The ball is now in the court of the Russians, Blinken said. “I think there are important things to work with if Russia is serious about working. And that is up to President Putin. So we’ll see how they react,” he said.

NATO has prepared its own response, which is in line with the letter from the United States. The US response should complement the response from the military treaty organisation. NATO will hand over that written answer on Thursday.

According to diplomats, the answer does not contain any crucial concessions to Moscow. Instead, Secretary-General Jens Stoltenberg said the alliance has reiterated its desire to find a “political solution” and encouraged Moscow to take the “way of diplomacy”.

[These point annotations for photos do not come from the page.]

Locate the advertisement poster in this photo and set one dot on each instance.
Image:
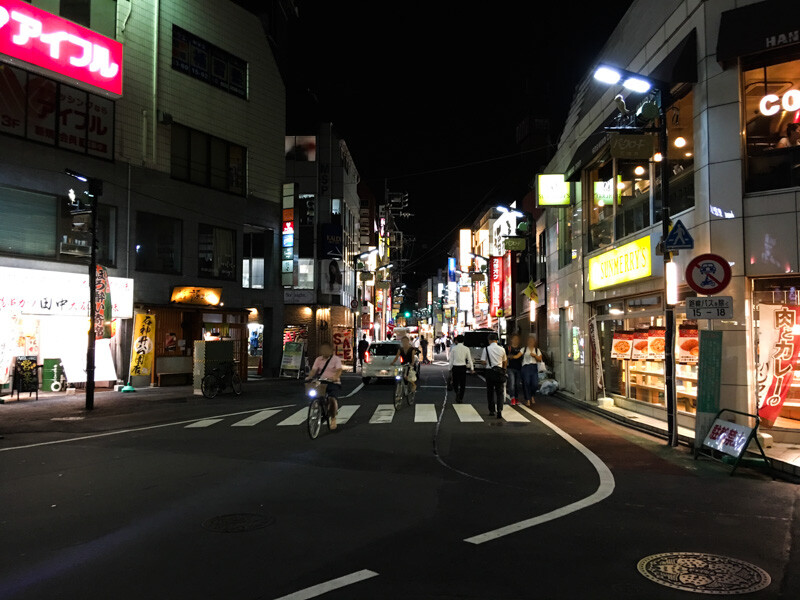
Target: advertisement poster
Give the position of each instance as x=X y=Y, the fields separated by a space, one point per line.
x=778 y=347
x=639 y=351
x=688 y=351
x=143 y=349
x=343 y=342
x=657 y=345
x=622 y=344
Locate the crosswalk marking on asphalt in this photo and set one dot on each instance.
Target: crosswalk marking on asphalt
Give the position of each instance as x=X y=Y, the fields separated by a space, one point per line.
x=383 y=414
x=203 y=423
x=467 y=413
x=256 y=418
x=425 y=413
x=297 y=418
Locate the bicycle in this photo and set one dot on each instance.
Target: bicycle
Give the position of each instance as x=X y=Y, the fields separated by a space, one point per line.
x=403 y=389
x=318 y=410
x=217 y=381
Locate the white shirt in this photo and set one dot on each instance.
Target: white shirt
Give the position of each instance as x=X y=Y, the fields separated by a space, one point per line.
x=496 y=353
x=460 y=356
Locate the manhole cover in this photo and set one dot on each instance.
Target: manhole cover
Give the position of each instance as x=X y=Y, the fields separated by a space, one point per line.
x=703 y=573
x=237 y=523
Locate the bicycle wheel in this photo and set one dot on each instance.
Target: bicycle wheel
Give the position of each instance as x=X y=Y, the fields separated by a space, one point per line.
x=236 y=384
x=314 y=418
x=210 y=386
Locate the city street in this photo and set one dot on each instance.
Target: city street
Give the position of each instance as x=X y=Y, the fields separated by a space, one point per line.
x=417 y=503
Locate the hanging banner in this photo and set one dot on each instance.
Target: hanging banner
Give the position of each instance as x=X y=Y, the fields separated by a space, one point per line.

Nevertheless, he added that NATO is ready to send additional troops to the Baltic and Black Seas regions. “There are serious disagreements between NATO and Russia, but it is also necessary to find our common ground to avoid armed conflict,” said the head of the North Atlantic Treaty Organization.

According to the Kremlin, NATO and US responses to Russia’s demand for more security guarantees do not sufficiently take into account Moscow’s positions. “On this basis, there is little cause for optimism,” Kremlin spokesman Dmitri Peskov said on Thursday.

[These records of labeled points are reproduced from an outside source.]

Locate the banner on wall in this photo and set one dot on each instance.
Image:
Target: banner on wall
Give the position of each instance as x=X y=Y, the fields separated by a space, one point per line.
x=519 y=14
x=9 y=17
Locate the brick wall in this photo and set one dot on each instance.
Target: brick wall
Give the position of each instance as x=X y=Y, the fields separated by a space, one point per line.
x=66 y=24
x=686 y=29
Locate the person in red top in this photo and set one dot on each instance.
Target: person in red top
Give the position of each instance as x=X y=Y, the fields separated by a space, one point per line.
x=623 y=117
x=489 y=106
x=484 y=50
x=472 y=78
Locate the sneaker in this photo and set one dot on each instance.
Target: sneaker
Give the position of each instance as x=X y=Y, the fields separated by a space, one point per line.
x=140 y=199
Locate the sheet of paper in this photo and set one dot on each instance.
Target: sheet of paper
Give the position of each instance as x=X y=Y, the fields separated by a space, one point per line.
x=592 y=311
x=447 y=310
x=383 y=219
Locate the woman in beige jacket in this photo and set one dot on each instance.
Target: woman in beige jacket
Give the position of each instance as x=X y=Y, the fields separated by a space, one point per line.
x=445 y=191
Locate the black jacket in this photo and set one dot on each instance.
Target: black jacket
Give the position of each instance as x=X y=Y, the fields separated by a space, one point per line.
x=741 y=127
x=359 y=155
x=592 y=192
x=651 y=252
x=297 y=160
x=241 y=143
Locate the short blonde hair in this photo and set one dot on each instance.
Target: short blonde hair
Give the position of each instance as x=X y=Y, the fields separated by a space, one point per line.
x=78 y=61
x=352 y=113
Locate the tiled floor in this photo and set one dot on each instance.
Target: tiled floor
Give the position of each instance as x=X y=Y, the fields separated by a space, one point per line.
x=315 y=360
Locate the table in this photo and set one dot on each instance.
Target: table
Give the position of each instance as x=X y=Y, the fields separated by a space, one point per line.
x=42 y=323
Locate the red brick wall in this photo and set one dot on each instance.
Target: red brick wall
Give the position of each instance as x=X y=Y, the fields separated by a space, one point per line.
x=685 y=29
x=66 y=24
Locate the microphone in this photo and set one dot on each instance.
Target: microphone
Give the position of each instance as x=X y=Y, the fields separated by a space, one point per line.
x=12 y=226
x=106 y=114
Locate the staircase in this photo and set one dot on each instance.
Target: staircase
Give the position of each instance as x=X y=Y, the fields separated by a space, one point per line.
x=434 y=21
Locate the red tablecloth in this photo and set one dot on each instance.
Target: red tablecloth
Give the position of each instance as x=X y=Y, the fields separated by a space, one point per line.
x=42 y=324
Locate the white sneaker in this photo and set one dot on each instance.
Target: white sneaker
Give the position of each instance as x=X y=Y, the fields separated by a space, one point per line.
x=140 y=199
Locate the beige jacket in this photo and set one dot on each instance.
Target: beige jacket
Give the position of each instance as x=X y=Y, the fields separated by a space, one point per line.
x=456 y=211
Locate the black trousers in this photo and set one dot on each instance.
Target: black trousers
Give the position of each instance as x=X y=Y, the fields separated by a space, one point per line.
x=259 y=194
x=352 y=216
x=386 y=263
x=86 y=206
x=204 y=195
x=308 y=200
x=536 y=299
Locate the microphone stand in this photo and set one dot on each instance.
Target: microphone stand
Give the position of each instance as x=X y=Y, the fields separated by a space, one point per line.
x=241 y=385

“You cannot say that our views have been taken into account or that there is a willingness to consider our concerns,” Peskov told reporters. However, the Kremlin spokesman further wished to refrain from “conceptual assessments” of the Western response.

Russian President Vladimir Putin has already read the US response, and it has been confirmed. However, it is not yet clear when Moscow will respond. “Obviously, it will take some time to analyse everything,” said Peskov.

Foreign Minister Sergei Lavrov describes the US response as “one that allows us to count on the start of a serious conversation, albeit on secondary issues.” But the document contains “no positive response to the main theme,” it said.